The current patchwork quilt of land use designations would be replaced by a simple binary system — land would either be suitable for development, or not suitable for development. That decision would be made independently of any discussion as to how much development was needed - for homes, employment or any other use. It would then be left to the development industry to bring forward proposals for whatever use or mix of uses they thought best suited on the site.

Rather than be governed by a subjective application process, the form of development would instead by controlled by a series of rules. Where schemes meet the rules, they are approved; where they do not, they would be refused.

There would be no public or political involvement in this stage of the system - instead it would be a technical process left to officers.

On the face of it, there is much to be said for this approach. Far too few new homes are being built, yet huge amounts of time and effort are being expended to decide precisely how many we should build and which the very best sites are to build them on.
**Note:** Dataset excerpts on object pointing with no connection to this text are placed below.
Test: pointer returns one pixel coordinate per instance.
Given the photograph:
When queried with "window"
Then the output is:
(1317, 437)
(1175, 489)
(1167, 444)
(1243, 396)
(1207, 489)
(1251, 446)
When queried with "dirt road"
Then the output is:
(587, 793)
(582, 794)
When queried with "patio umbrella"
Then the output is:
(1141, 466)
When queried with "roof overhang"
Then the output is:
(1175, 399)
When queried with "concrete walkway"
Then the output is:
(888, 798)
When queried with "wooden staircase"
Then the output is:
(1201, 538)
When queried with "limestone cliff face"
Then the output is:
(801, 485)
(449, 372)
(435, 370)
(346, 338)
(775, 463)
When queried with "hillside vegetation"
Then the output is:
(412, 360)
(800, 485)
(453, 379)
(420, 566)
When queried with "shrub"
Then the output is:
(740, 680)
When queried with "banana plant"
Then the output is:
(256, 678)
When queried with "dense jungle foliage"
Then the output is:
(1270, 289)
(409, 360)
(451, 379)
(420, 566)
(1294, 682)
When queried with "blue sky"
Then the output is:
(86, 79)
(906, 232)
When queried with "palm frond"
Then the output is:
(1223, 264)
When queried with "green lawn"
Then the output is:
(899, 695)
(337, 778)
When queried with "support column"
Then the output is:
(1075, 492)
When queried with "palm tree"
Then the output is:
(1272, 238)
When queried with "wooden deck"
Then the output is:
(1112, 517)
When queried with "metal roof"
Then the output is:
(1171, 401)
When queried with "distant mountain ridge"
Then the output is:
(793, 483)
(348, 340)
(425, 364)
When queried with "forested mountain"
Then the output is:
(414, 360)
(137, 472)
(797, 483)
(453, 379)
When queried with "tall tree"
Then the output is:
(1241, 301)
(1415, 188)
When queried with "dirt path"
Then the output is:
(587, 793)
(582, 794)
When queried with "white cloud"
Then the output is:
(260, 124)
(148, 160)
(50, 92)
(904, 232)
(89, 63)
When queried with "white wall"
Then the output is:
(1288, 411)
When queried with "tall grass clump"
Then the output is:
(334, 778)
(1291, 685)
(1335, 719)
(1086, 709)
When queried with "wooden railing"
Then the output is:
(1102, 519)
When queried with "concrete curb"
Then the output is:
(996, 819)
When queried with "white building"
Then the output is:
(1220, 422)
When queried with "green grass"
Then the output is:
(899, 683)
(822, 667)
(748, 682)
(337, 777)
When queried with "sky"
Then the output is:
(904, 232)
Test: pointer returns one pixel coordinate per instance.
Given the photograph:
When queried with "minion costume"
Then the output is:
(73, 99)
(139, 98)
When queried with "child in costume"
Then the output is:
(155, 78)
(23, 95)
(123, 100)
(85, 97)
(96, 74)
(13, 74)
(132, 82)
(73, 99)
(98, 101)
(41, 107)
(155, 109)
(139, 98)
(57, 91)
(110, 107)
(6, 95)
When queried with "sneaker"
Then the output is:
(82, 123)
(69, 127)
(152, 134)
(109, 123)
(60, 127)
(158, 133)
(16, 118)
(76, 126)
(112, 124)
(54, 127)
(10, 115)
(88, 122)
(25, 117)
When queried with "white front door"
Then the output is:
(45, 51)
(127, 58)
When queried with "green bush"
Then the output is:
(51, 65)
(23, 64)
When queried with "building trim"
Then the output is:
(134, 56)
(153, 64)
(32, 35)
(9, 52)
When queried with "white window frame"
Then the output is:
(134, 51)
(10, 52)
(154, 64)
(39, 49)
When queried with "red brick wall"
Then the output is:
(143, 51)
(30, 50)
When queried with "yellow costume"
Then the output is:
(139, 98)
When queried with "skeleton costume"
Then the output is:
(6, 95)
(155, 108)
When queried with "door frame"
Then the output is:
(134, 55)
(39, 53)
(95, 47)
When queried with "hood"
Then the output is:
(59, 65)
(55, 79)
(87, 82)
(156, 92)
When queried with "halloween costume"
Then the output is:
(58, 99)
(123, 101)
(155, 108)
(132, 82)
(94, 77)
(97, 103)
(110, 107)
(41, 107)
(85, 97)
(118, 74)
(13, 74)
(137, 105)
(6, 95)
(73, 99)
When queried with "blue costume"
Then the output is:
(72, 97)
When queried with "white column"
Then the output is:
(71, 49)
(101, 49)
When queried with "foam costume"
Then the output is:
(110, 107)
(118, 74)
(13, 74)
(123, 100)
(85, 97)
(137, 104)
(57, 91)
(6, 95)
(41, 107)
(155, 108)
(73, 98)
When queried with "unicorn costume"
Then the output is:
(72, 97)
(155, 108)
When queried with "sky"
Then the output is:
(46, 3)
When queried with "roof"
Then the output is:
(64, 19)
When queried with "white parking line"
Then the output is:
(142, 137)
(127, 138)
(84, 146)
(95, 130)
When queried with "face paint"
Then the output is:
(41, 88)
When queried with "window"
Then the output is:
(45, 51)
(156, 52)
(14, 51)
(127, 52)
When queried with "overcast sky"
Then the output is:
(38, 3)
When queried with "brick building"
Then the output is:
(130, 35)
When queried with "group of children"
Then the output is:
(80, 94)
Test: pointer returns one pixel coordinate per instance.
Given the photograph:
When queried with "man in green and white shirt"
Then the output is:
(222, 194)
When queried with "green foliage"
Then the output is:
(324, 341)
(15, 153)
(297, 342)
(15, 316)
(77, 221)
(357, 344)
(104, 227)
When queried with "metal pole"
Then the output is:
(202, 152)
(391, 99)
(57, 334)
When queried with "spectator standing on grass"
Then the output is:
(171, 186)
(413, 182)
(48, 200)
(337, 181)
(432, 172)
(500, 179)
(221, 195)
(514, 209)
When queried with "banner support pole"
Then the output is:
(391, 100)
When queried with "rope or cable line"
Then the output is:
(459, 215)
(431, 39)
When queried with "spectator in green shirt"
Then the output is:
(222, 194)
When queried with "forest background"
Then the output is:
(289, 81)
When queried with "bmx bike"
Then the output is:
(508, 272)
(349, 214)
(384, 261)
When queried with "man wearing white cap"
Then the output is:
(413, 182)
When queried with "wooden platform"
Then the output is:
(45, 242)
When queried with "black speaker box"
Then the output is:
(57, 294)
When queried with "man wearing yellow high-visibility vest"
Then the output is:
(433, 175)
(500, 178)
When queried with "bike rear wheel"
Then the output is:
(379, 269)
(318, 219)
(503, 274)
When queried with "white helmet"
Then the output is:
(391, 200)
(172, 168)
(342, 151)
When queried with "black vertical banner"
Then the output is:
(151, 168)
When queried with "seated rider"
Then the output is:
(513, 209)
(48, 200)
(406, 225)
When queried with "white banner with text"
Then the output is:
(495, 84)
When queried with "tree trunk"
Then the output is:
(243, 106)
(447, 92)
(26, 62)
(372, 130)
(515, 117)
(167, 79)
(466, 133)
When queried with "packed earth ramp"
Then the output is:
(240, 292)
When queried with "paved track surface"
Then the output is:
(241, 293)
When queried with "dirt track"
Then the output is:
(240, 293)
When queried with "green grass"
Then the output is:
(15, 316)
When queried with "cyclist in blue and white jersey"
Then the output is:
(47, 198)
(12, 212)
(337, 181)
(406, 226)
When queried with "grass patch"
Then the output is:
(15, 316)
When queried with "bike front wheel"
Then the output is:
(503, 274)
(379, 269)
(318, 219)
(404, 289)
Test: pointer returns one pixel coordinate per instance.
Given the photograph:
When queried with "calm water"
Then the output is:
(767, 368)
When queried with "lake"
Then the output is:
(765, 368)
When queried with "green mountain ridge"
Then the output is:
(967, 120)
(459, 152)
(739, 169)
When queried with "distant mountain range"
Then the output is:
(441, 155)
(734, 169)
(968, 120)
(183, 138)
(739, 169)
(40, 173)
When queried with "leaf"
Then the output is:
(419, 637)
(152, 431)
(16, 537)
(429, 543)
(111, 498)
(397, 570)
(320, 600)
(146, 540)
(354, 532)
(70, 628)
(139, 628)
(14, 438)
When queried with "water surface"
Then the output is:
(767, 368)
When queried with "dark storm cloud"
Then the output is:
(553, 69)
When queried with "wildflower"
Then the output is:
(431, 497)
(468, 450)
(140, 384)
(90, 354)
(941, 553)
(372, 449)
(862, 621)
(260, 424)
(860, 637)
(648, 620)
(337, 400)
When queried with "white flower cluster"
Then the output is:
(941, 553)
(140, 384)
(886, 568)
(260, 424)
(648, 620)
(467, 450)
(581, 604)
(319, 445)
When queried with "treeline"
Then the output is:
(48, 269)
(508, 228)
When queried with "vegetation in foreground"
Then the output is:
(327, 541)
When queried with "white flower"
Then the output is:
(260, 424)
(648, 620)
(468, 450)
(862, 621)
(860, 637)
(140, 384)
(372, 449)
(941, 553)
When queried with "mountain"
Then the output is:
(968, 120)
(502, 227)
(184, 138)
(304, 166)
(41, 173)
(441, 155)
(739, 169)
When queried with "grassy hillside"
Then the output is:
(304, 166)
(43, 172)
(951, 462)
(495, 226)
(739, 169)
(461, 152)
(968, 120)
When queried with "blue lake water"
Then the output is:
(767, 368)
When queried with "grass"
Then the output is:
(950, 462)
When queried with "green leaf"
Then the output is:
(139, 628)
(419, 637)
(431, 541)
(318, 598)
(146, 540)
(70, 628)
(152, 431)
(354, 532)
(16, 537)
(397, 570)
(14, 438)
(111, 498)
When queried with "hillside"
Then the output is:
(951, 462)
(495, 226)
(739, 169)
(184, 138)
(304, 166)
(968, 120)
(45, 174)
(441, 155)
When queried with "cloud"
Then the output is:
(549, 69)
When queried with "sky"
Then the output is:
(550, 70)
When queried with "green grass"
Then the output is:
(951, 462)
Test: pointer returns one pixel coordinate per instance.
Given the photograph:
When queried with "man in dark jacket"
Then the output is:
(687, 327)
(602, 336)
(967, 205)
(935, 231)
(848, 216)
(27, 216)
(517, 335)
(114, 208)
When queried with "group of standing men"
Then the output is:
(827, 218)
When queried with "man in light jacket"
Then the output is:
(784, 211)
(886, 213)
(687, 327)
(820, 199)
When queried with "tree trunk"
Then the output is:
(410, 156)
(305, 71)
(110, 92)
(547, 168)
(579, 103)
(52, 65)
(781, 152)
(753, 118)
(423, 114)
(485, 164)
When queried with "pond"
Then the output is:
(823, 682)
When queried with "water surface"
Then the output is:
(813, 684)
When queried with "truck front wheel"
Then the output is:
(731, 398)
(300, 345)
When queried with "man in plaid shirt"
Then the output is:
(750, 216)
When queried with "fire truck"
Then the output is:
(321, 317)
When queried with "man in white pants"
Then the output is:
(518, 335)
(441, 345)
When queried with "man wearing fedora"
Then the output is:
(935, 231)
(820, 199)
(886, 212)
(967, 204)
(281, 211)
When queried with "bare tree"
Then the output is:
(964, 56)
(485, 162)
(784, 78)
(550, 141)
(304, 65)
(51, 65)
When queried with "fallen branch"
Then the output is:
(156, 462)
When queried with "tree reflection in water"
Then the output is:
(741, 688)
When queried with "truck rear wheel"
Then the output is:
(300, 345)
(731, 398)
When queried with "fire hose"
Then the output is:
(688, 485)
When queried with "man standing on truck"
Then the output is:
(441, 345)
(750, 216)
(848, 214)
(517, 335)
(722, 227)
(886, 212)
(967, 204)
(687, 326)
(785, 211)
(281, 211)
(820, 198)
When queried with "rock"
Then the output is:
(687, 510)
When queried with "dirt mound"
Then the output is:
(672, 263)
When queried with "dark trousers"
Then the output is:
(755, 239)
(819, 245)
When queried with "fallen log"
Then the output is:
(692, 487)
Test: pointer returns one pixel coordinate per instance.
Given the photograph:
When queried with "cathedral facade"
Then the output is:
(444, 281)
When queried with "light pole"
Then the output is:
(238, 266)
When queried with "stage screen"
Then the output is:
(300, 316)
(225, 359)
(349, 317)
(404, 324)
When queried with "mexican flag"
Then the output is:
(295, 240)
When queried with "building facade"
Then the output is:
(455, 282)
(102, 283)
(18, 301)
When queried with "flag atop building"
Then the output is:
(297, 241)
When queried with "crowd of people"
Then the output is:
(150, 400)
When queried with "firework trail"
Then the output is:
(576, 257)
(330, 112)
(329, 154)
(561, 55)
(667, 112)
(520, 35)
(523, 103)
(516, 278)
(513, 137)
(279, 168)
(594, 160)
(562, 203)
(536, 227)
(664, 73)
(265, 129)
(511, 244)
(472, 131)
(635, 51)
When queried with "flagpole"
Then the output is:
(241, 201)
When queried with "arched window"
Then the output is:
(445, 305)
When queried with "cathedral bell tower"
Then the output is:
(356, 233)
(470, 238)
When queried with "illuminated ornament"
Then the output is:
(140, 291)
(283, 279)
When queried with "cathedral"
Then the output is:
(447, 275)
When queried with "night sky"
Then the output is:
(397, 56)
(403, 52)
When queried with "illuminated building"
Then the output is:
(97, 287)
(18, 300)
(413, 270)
Yet there are far more sites that are suitable for development than are actually allocated for development.

As an example, officers at Preston city council recently recommended that their members refuse nine planning applications for almost 1,000 homes - despite those same members having previously voted to approve those applications, subject to entering into Section 106 Agreements. The only thing to change was the interpretation of how many homes were needed in the plan period. All those sites are suitable for development; Preston just believes they’re not needed right now. In every local plan process, a similar story is played out - councils choose to allocate a small number of the many suitable sites, artificially constraining the supply of new homes.

Without that constraint, there will be choice and competition in the land market and the supply of homes will be more readily able to respond to changes in demand. This need not result in anarchy - many of our best residential areas were built prior to 1947 (in fact, were any of them built afterwards?).

Developers will buy sites in the locations where they think they can best sell homes; new entrants will find it easier to acquire land; business models will diversify and specialise; developers will be forced to compete on the quality of their product.

The challenge for this type of system is how the rules governing the form of development will operate. There is a hard balance to be struck between being flexible enough to allow a variety of forms and styles of development, but rigid enough to prevent undesirable consequences.

How would placemaking be managed, especially in large areas comprising several smaller ownerships? How can an appropriate mix of uses be achieved? That will all require careful consideration.

The proposed approach isn’t perfect - it will result in some bad developments. But that’s true of the current system too. The difference is that, currently, the supply of homes is so constrained that many people have no choice other than to buy even the poorest quality homes on badly designed developments. In Policy Exchange’s world, the supply of homes would increase, there would be more choice for buyers, and the worst new homes just wouldn’t get bought - and their developers would go out of business. There would be a race to the top, not the bottom.

If the definition of insanity is doing the same thing over and over but expecting different results, twenty years of tinkering with the 1947 planning system while seeing the housing crisis intensify suggests it’s time for a different approach. The new government has the political capital to make that happen.